Toi, t’as une tête d’écrivain !

Toi, t’as une tête d’écrivain ! T’écrirais pas, des fois ?, Comment devient-on écrivain une micro-fiction signée Yves Carchon, écrivain, auteur de "Riquet m'a tuer" et de "Vieux démons".

homme ecrivain cheveux blancs banc public
Courtesy ©Bernieshoot

Comment devient-on écrivain ?

C’est un matin, en prenant son petit-déjeuner, que pour la première fois elle m’a lancé : « Toi, t’as une tête d’écrivain ! »

Ah, oui ?

Parce que ça a une tête, un écrivain ?

En fait, j’étais livreur à cette époque. Je gagnais donc modestement ma croûte.

Mais peut-être plus qu’un écrivain obscur.

Ce matin-là, elle avait commandé des croissants. Je pose ma vespa au bas de son immeuble, monte quatre à quatre l’escalier avant de sonner à sa porte.

Elle vient ouvrir, nageant dans son peignoir. Je lui tends ses croissants.

« Entrez ! dit-elle. Je cherche la monnaie ! »

Quand elle revient, elle n’est plus en peignoir. Elle porte chemisier à carreaux, ouvert quand même sur le devant, pantalon mi mollet et turban sur la tête, noué coquettement, soulignant une houppe malicieuse, façon Audrey Hepburn. Années 50, en somme.

Justement, on y est !

Ses bras nus me fascinent. Elle est pieds nus aussi.

« Voulez-vous un café ? ». — Mais… je dois y aller.

« Z’avez bien une minute ? »

Et voilà qu’elle me sert une tasse fumante.

« Un croissant ? » — Non, merci.

Elle boit en me matant. Ses yeux verts — pers, nous dirait Homère — me scrutent sans ciller. Je m’enfile le café.

« Toi, t’as une tête d’écrivain ! T’écrirais pas, des fois ? » — Pas que je sache !

« Alors, tu écriras un jour ! »

Elle m’a réglé, m’a raccompagné à la porte.

Sur le palier, j’avais déjà un pied dehors, elle a voulu savoir mon petit nom. — Franck, pourquoi ? « Pour rien ! » — Et vous ? « Moi, c’est Viviane. » — Ah ouais, comme la fée ! « C’est ça ! »

Puis elle a refermé sa porte. Les jours suivants, j’ai eu droit au même scénario. Elle a voulu en savoir plus sur ma vie, mais je n’avais pas de vie. Encore moins de biographie !

Pourquoi diable me tannait-elle avec ses histoires d’écrivain ?

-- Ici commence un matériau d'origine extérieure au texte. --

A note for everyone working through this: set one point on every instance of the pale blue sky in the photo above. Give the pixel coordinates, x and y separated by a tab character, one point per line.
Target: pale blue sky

Un beau matin, je lui ai apporté une page, — une minuscule page où s’alignaient mes premiers mots. Elle les a lus, relus, s’est réellement extasiée.

« Il faut continuer, Francky ! Vous permettez, n’est-ce pas, ce diminutif vous va bien ! » — Va pour Francky ! j’ai dit.

On peut aussi se tutoyer !

« Approche ! » m’a dit Viviane.

Le reste m’a coûté pas mal de lignes, gorgés de mots, au point d’en faire une nouvelle qui, ma foi, se tenait.

« Quand je disais que t’étais écrivain ! » a dit Viviane en m’attirant à elle.

Au fond, il n’y a bien qu’elle qui le pensait.

Même encore aujourd’hui, je pense que Viviane exaltait mes écrits.

Yves Carchon © Djebel Gilbert Nogues,
Yves Carchon © Djebel Gilbert Nogues,

Comment devient-on écrivain une micro-fiction signée Yves Carchon, écrivain, auteur de "Riquet m'a tuer" et de "Vieux démons".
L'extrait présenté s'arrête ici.